Мы все вздрогнули, когда отворилась дверь и вошла бледная, озябшая Табита.
Дэйви тут же бросился хлопотать вокруг сестры, а Одесса поставила перед ней стакан какого-то горячего отвара с молоком.
— Спасибо, — сказала Табита, благодарно улыбнувшись Одессе. — Там так красиво, снег только что пошел, и я…
— Неважно, что там ты. Выпей и отправляйся в горячую ванну, а потом, девочка моя, обязательно ненадолго приляг, — скомандовала Одесса.
Табита смиренно вышла из кухни, сжимая в руках чашку.
Я улыбнулась. Сразу понятно, кто в этом доме главный. Табита слушается Одессу больше, чем своих родителей.
Где-то в замке зазвонил телефон, но никто и не подумал снять трубку.
Я посмотрела на Дэйви:
— Ты что, не подойдешь к телефону?
— Господи, конечно нет.
И я не подойду, решила я. А что, если это звонит Алекс с фермы? Вдруг он решил сообщить, что возвращается в Париж, и я его больше никогда не увижу? Или напился и звонит из паба в Бодмине, что не сможет приехать на вечеринку?..
— Выпей еще чаю и расслабься, — посоветовала мне Одесса.
Она наполнила мою чашку, щедрой рукой сыпанула туда сахару. Дверь снова распахнулась, и к нам ввалился Алекс, согревая дыханием руки и притопывая ногами.
— Господи, до костей продрог! — воскликнул он, звонко чмокнув Одессу в щеку.
Она отпихнула его и вручила кружку с чаем и кусок подоспевшего пирога.
— Обалдеть, как вкусно, — сказал он с набитым ртом. — Овцы все в овчарне. Я и забыл, какие они тупые твари, по-моему, от них только и проку, что на вертеле под мятным соусом. Оленей мы тоже покормили.
Тут он заметил Джики на полке между чучелом петуха и старой соломенной шляпой, украшенной бумажными розочками.
— А эта зверюга что там делает? Я как раз собирался утешать тебя, но, похоже, не потребуется.
Я заставила себя поднять на него глаза. Алекс смотрел на меня с сочувствием, нежностью и легким удивлением.
— Джики оказался совсем старичком, и они отказались его принять…
— Кто это тут совсем старичок? — ворвалась в кухню Джокаста.
Я рассказала про Джики, и она буквально взорвалась от восторга. Я поняла, что, если захочу оставить его себе, мне придется за него побороться.
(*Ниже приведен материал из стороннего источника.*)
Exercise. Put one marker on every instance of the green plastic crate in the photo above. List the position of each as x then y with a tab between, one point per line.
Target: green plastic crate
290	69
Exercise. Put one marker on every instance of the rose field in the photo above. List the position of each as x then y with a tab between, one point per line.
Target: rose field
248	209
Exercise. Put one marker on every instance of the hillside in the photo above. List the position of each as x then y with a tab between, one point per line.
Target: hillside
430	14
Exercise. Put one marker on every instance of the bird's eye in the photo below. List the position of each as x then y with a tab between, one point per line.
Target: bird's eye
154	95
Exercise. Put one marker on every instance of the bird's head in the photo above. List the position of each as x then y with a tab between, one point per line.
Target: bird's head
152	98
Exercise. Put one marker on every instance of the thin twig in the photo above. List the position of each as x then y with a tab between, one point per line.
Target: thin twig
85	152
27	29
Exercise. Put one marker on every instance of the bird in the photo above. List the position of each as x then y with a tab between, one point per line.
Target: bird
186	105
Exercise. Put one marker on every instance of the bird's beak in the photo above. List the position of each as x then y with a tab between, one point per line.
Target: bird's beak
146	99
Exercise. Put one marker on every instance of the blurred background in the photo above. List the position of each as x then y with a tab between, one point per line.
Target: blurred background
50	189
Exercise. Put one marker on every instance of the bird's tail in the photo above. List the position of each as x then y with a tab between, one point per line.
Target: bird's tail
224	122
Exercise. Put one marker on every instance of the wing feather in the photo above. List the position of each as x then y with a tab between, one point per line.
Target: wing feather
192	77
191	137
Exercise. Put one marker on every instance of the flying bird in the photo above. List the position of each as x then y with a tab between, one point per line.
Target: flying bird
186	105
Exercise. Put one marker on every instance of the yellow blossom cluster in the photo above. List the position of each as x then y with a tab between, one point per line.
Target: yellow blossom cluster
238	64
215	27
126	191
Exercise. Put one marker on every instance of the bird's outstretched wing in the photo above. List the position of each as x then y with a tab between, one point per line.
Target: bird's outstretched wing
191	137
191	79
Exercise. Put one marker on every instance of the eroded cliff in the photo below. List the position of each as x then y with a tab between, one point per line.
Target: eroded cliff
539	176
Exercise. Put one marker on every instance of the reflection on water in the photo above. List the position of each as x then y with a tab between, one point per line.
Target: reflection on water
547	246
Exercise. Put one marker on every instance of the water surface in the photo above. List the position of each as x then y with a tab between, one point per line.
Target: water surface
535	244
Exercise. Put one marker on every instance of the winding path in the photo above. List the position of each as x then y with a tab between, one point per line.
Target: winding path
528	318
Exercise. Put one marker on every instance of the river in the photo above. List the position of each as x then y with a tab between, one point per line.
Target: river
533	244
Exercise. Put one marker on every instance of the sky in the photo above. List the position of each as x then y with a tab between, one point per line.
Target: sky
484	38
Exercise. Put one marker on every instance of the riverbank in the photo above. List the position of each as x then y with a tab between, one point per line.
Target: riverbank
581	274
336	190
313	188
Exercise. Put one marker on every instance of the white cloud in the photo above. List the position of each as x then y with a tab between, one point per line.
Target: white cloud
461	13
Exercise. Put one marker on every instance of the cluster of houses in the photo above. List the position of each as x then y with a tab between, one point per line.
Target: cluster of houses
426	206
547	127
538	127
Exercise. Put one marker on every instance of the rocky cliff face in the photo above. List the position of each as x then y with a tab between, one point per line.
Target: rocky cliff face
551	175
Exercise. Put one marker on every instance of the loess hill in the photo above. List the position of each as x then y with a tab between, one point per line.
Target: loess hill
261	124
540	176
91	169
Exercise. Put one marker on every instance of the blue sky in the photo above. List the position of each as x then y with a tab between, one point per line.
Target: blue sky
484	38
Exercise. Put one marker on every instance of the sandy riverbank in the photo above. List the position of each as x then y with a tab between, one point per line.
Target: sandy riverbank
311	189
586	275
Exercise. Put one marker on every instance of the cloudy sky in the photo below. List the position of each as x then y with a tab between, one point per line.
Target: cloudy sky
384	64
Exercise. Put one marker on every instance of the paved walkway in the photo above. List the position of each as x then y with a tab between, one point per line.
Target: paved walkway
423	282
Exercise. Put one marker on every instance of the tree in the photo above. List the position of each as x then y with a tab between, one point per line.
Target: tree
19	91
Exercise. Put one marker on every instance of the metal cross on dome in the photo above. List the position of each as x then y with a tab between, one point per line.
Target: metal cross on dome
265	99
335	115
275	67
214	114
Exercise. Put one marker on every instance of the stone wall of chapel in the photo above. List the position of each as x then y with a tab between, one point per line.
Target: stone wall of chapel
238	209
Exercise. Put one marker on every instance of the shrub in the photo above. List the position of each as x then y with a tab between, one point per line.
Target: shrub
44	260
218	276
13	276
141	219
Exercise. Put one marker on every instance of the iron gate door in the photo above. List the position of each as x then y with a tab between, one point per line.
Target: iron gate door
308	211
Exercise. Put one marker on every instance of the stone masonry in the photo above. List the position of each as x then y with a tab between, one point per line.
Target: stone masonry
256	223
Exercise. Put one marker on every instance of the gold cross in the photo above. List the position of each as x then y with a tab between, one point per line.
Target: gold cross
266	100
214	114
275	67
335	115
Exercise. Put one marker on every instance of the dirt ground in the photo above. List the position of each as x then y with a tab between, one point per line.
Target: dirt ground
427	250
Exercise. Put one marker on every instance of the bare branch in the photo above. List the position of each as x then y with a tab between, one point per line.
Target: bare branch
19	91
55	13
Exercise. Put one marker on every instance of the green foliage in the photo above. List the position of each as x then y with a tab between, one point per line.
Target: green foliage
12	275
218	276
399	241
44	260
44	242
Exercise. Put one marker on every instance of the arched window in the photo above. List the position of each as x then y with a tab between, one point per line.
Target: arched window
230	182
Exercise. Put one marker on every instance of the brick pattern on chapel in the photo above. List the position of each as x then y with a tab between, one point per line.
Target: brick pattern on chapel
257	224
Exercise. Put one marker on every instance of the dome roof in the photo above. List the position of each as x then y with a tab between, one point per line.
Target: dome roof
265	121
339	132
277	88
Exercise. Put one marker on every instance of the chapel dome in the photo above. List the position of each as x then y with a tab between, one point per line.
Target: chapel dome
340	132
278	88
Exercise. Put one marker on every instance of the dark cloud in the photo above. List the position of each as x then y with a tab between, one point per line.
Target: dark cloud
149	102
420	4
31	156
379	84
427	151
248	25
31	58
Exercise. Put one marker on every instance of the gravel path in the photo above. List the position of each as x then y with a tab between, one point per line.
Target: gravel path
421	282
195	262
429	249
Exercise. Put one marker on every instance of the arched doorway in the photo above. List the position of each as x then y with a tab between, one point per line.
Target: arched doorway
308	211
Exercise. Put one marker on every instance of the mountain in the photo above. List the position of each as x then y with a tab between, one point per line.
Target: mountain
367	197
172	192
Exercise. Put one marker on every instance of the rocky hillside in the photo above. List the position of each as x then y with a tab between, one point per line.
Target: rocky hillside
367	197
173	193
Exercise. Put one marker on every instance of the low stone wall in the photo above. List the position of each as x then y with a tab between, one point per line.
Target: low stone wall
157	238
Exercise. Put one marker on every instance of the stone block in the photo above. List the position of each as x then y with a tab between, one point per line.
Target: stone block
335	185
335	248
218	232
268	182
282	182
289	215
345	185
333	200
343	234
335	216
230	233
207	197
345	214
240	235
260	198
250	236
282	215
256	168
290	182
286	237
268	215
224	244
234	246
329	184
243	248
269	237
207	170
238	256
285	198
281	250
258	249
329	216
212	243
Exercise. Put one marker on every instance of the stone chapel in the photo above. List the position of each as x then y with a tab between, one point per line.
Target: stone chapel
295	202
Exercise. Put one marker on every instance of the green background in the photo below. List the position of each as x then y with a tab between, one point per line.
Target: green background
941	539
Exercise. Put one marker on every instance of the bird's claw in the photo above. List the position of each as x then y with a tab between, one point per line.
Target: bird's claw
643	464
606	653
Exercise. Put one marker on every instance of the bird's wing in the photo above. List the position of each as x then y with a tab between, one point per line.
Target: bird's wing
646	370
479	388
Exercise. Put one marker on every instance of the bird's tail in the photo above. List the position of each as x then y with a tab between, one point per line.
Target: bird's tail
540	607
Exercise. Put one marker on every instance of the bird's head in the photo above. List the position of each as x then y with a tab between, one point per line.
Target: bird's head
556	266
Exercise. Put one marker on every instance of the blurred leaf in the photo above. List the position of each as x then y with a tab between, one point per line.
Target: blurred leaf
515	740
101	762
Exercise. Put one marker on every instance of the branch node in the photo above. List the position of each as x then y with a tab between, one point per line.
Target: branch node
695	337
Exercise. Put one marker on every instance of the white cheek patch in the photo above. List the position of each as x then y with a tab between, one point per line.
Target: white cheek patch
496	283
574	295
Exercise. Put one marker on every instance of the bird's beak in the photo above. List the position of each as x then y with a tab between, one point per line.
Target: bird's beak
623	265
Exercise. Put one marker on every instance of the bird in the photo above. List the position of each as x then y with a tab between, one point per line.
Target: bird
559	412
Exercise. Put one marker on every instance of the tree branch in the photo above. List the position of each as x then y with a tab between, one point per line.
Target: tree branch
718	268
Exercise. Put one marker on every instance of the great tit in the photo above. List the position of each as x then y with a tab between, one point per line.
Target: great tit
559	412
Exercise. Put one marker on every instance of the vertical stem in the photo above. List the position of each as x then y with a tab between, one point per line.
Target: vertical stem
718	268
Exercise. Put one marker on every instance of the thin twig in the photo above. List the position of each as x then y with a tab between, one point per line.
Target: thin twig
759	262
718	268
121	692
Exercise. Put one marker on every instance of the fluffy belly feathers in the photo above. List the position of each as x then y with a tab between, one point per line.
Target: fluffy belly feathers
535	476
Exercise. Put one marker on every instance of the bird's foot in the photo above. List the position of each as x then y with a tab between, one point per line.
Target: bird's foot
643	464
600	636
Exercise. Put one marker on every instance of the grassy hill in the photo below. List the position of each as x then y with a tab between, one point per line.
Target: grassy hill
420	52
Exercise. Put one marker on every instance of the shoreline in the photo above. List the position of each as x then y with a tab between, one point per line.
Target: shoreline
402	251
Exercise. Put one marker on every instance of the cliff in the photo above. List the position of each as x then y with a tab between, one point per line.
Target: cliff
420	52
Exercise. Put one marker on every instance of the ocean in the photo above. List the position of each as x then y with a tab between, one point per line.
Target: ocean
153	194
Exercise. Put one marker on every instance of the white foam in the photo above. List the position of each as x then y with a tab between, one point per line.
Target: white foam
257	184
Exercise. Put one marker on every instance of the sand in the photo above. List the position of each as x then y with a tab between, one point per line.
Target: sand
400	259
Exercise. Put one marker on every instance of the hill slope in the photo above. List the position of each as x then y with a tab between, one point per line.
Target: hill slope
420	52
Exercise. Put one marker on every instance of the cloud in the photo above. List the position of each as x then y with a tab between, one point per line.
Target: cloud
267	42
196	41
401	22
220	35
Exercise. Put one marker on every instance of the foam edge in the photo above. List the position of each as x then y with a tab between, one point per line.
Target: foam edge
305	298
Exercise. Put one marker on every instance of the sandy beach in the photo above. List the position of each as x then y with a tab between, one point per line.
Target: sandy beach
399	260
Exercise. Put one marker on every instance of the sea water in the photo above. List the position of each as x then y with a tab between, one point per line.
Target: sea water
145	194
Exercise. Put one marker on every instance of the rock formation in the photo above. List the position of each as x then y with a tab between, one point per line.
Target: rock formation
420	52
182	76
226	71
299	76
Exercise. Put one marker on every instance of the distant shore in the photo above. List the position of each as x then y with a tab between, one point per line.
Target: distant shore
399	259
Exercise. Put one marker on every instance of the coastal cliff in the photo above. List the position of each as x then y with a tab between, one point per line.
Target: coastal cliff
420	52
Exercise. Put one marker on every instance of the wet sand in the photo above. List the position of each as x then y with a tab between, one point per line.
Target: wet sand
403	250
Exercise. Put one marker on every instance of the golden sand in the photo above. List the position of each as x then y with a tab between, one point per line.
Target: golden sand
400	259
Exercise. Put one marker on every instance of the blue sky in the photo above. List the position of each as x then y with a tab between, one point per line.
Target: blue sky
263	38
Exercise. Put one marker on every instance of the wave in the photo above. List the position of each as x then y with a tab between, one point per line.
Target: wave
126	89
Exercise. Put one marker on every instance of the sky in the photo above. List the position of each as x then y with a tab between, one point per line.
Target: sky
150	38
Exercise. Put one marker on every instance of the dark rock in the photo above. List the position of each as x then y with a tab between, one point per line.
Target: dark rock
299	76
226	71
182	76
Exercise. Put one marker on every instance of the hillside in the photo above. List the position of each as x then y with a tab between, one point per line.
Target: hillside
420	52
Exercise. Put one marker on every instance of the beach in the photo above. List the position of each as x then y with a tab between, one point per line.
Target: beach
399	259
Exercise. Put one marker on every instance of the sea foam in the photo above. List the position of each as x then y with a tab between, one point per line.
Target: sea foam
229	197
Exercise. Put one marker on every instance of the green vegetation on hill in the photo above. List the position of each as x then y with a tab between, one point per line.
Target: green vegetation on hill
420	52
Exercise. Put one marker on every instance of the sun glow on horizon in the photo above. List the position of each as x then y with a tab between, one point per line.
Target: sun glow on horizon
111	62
— Так, миссис Стентон, это зверюшка молодой мисс Поппи. А вам мы подыщем кого-нибудь другого, хорошо? — сурово прервала ее крики Одесса.
Джокаста с сожалением вздохнула, глядя на Джики. Тот, сообразив, что оказался в центре внимания, мигом принялся за свое гадкое дело. Все рассмеялись, и я почувствовала, как заливаюсь краской. Алекс смеялся громче всех.
— Я собираюсь принять ванну. Дэйви, ты не мог бы поделиться одежонкой?
— Ни за что! В прошлый раз ты взял мою лучшую шелковую рубашку, и где она? Ты — кукушка, или как там называют птицу, которая тащит все что ни попадя…
— Сорока.
— Вороны… — мечтательно сказала Джокаста. — Убийца ворон, какое прекрасное имя…
Одесса смотрела на них с такой же удивленной и снисходительной улыбкой, как и я.
— И вообще, — твердо заявил Дэйви, — ты, по-моему, растолстел с прошлого года, так что мои вещи тебе не подойдут…
— Растолстел? Я растолстел!! Да как вы смеете, сэр! — Алекс изобразил, будто хватается за ножны.
— Я вам этого не спущу, сэр Перси! — завопил Дэйви, нанося Алексу укол воображаемой шпагой.
— Я никогда вам не уступлю! — воскликнул, набычившись, Алекс и воткнулся головой в живот отца.
— Спокойно, мальчики, спокойно.
Вид у Эдварда был крайне раздраженный.
— Что случилось, дорогой? — спросила Джокаста, шикнув на сыновей.
— Вы только посмотрите! — Сэр Эдвард взмахнул какой-то грязной тряпкой. — Это я нашел внизу в туалете. Что за тупица драил унитазы родовым знаменем! И теперь оно воняет хлоркой! Кто способен на такое?
Мы с Одессой обменялись понимающими взглядами.